What does a notary public do?

{ Posted on Sep 30 2009 by boss }
Categories : boss

A notary is an appointed position by the Secretary of State’s department in a given state. Like most public officials, the State specifies that the individual obtain a notary bond prior to getting their appointment. This bond “makes sure” that if the notary violates the public trust through negligence of their responsibilities, finances are available to indemnify the State for its loss.

The primary duty of a notary is to confirm that the individual parties to an agreement are who they claim to be. The State may experience a loss if the notary forgets to properly ensure the identity of the parties.

As a public official, the notary causes harm to the public trust by failing in their duty to confirm identity. If a California notary public doesn’t confirm identity and a loss occurs, an injured party can file a claim against that State for its loss, because the State was negligent through its appointed representative.
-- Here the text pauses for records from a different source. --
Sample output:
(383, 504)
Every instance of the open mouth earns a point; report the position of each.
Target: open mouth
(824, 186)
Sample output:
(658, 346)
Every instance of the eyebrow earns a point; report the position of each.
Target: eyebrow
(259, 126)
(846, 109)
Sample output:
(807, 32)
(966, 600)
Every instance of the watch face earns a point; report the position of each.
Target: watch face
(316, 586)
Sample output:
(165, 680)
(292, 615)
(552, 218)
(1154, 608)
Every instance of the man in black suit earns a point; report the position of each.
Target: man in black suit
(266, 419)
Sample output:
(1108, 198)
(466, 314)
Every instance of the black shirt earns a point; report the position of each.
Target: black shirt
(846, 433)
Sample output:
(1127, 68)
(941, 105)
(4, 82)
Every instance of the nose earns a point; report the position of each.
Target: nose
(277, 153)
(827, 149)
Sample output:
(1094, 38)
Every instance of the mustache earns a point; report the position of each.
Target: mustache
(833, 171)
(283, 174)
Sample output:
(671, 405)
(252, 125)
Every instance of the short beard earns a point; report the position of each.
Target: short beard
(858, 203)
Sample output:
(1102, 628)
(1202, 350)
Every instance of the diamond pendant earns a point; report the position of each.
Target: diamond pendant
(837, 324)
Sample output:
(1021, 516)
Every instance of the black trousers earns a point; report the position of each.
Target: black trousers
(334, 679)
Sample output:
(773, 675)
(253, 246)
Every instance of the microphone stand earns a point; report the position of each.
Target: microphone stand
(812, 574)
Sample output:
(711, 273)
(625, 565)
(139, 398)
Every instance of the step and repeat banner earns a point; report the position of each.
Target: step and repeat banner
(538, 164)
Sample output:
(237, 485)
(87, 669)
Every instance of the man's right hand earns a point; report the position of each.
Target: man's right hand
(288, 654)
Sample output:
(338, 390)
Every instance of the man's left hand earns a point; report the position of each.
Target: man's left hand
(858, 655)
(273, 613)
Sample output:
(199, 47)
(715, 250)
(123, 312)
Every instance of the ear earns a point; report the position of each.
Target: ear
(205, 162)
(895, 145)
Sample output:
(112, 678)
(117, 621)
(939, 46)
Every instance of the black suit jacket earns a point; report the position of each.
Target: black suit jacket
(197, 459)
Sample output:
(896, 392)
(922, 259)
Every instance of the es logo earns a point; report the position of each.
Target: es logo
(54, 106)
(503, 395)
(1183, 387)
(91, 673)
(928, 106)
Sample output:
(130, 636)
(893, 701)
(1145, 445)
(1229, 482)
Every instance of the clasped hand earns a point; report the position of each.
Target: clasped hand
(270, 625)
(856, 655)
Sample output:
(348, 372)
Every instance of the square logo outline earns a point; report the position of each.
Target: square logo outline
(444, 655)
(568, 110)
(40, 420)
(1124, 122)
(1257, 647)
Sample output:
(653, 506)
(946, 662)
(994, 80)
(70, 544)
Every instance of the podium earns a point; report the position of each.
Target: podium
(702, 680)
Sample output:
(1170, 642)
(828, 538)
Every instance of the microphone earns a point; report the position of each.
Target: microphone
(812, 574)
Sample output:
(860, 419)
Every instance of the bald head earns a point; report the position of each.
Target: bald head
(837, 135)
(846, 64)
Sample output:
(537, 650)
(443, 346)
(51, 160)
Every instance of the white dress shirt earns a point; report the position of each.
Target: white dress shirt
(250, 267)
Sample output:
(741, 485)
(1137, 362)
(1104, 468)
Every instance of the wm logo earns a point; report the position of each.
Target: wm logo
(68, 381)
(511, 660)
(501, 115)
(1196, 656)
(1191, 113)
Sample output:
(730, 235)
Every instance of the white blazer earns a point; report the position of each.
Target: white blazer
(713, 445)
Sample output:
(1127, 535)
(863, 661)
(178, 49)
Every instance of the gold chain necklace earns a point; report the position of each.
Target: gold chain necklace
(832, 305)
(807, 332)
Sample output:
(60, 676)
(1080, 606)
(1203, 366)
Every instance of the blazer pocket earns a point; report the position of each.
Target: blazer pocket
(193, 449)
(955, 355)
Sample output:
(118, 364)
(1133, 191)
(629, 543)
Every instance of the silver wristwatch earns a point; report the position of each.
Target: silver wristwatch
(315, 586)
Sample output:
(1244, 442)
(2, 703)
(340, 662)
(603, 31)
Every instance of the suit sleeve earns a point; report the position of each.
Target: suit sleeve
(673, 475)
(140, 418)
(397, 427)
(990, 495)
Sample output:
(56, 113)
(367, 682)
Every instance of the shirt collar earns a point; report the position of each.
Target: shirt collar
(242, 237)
A notary bond is a promise to pay to the obligee (the State) if losses occur for a penalty amount of the bond. Notary bonds are usually provided by a surety company (typically an insurance carrier). The bond generally runs concurrently with the period of a notary’s commission.

You may be familiar with a homeowners insurance policy. When you have a homeowners insurance in Indiana claim, the insurance carrier pays the loss and writes off the loss. You aren’t required to reimburse the carrier for the damages. Unlike a property insurance policy however, a notary bond is simply a guarantee that the finances will be available should losses occur. The surety (insurance company) makes a payment to the State up to the penalty amount of the bond. However, this claim paid by the carrier is not simply written off. The company will most likely seek reimbursement from the bonded party, the notary themself.

A notary bond protects the public. Who protects the notary? Insurance coverage is available to provide this protection – it’s called Notary Public Errors and Omissions and may also be purchased for a nominal fee from insurance carriers.